Visual analytics company Bubblemaps estimated the incident impacted fewer than 15 accounts and published lists of some affected accounts as well as the wallets that held the stolen funds, providing on‑chain tracing of the flow from victim accounts to the attacker‑controlled wallets.

Affected accounts and wallet movements, as traced publicly

According to the reporting, Bubblemaps made public a list of some impacted accounts and the destination wallets holding the stolen funds. PeckShield’s analysis documented the bridge from Polygon to Ethereum and the subsequent swap into roughly 1,893 ETH, creating a clear on‑chain breadcrumb trail that independent observers have used to follow the funds.
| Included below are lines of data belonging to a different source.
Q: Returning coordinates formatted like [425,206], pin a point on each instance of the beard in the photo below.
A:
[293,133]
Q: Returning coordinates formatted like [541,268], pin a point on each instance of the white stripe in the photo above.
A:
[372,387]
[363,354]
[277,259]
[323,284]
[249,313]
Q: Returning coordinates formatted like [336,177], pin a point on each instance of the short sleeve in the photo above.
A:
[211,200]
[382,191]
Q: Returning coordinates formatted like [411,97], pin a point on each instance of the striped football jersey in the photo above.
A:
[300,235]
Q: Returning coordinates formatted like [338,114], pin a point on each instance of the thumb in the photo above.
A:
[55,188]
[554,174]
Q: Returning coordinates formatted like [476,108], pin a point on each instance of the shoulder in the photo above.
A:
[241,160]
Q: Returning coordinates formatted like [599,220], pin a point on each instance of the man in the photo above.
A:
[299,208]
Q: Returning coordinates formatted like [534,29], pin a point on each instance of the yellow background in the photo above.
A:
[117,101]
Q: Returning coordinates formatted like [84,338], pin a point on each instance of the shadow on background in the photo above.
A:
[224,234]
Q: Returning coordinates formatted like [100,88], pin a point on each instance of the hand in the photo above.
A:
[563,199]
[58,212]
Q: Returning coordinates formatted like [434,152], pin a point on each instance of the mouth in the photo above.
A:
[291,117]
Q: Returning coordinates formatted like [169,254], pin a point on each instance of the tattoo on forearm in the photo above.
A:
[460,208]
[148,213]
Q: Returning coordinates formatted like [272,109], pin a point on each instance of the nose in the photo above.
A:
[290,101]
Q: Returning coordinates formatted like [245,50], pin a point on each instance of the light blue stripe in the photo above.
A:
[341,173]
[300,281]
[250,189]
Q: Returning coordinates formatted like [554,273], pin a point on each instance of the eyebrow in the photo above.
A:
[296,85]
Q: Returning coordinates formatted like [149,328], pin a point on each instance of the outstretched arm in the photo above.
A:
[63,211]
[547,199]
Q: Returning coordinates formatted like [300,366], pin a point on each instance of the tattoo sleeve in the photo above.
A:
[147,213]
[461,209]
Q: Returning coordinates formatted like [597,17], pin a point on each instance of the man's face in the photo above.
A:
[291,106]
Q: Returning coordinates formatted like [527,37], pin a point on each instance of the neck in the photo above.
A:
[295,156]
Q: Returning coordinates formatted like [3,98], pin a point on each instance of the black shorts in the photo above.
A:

BleepingComputer contacted Polymarket for more details about the incident but had not received a response by publication time.

How security teams, users, and policymakers are likely to respond

  • Security teams and technologists: The incident highlights the exposure created by frontend dependencies and third‑party vendor code that executes in users’ browsers. The source material includes a Picus whitepaper observation that "Security teams log 54% of successful attacks and alert on just 14%," a statistic that underlines the gap between activity and detection and may drive more frequent breach and attack simulation testing of SIEM and EDR rules.
  • End users of prediction markets: Users who were tricked into approving fraudulent transactions stand to be fully reimbursed, according to Polymarket’s announcement, but the event underscores how wallet approvals performed in a browser can be manipulated when third‑party frontend code is compromised.
  • Policymakers and market overseers: The theft of roughly $3 million from a small number of accounts in a high‑profile, high‑volume platform raises questions about supply‑chain risk management for platforms that handle large volumes and the transparency of incident reporting from market operators; Polymarket’s brief public statement leaves many technical details undeclared.

Polymarket’s pledge to reimburse affected users arrives alongside an on‑chain record that shows stolen ParyonUSD bridged and converted to ETH. The facts on the blockchain are visible; the broader operational and vendor‑level answers — and any remediation Polymarket will publish about the compromised dependency — remain to be disclosed. For now, the case is a compact example of how a single third‑party frontend dependency can yield multi‑million‑dollar losses and immediate cross‑chain movement of funds.